Muniswamy and wife Seva, like a number of others, were accused of supplying food to the gang. While the couple was acquitted, for another couple, Veeraswamy and Chinnaponnu, the verdict was a mixed one. While Chinnaponnu was released, Veeraswamy was sentenced to life in the Ramapuram police station case.

Kamala, an eight-year-old girl from Karnataka's Santhanapalayam was, hardly 35 days old when her father Gynaprakash was picked up by the Karnataka STF and booked under provisions of the TADA for allegedly assisting Veerappan in the Palar blast case. Her mother Selvamary, who works as a coolie, had to bring up Kamala and three other children singlehandedly. One of them is a diabetic and needs medicines worth Rs.600 a month. Gynaprakash has been sentenced to life imprisonment.

The large number of acquittals point to the indiscriminate nature of the arrests and detentions that the STFs of both Karnataka and Tamil Nadu had resorted to during 1992-93 when they were under pressure to act in the wake of a string of murders committed by the Veerappan gang. Many of the detainees were acquitted mainly because the Court took the stand that no reliance could be placed on the confessional statements of the accused. The court held that in most of the cases the confessional statements, self-incriminatory and inculpatory of others, were not supported with corroborative evidence.

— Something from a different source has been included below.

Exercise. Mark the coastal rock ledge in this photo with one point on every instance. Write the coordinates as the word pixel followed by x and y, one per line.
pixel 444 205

Although the accused expressed relief at their acquittal, police personnel and the families of police personnel killed by the gang were naturally aghast at the verdict. Abdul Kareem called the verdict a "crucifixion of justice" and has vowed to move the Supreme Court.

Said a former Karnataka STF chief: "The verdict does not prove that they are innocent; rather it shows that their guilt could not be established."